"Rendite über alles"

Bei Siemens wächst der Ärger über Joe Kaeser

Früher waren die "Siemensianer" wie eine Familie, stolz und um ihren Status beneidet. Heute steht der Aktienkurs im Vordergrund - und eine Entlassungswelle jagt die nächste. Betriebsräte sagen, offenbar wolle Konzernchef Kaeser die industrielle Basis ganz aus Deutschland rauspressen.
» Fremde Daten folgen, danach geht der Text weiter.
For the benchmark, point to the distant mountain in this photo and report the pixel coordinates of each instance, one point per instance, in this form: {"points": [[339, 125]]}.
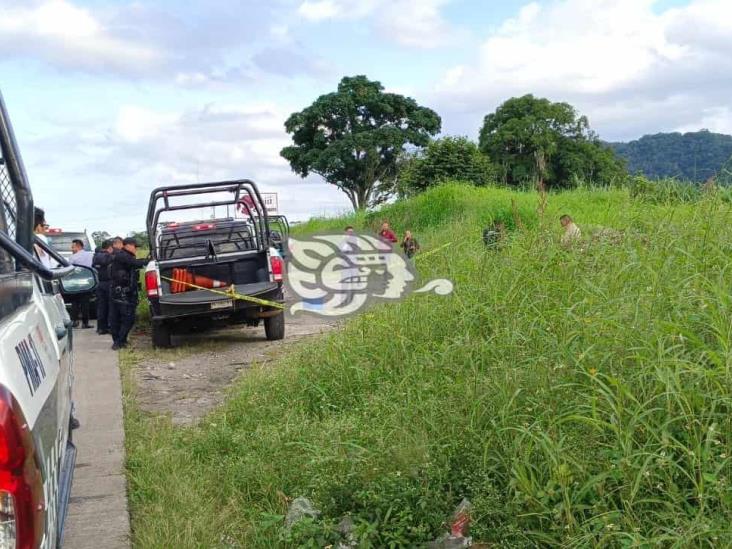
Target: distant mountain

Bei den Siemens-Arbeitnehmervertretern wächst angesichts neuer Einschnitte der Unmut über Konzernchef Joe Kaeser. Statt ein seit langem gefordertes Zukunftskonzept zum Erhalt der Arbeitsplätze vorzulegen, jage bei dem Elektrokonzern ein Stellenabbau den nächsten, sagte Siemens-Gesamtbetriebsratschefin Birgit Steinborn der Deutschen Presse-Agentur in München.

Belegschaftsvertreter: Konzernchefs wollen Industrie aus Deutschland raus haben

"Wir befürchten, dass die industrielle Basis aus Deutschland rausgehen soll", sagte Steinborn am Rande einer Tagung von IG Metall und Siemens-Betriebsräten. Tatsächlich hat Joe Kaeser seit seinem Amtsantritt bereits mehrfach den Rotstift angesetzt. Insgesamt hat er bisher rund 13.000 Arbeitsplätze gestrichen.

Nach dieser Serie von Stellenstreichungen hat Siemens vor wenigen Tagen wieder den Abbau oder die Verlagerung von insgesamt 2.500 Arbeitsplätzen in der Sparte Prozessindustrie und Antriebe angekündigt, davon rund 2.000 in Deutschland. Die Hälfte der Jobs soll wegfallen beziehungsweise verlagert werden.

Zur Begründung verwies das Unternehmen unter anderem auf die Nachfrageflaute aus der Öl- und Gasbranche. Schwerpunktmäßig treffen die Maßnahmen Bayern. Doch auch der Siemens-Standort in Wien ist betroffen - konkrete Zahlen dazu nannte das Unternehmen jedoch nicht.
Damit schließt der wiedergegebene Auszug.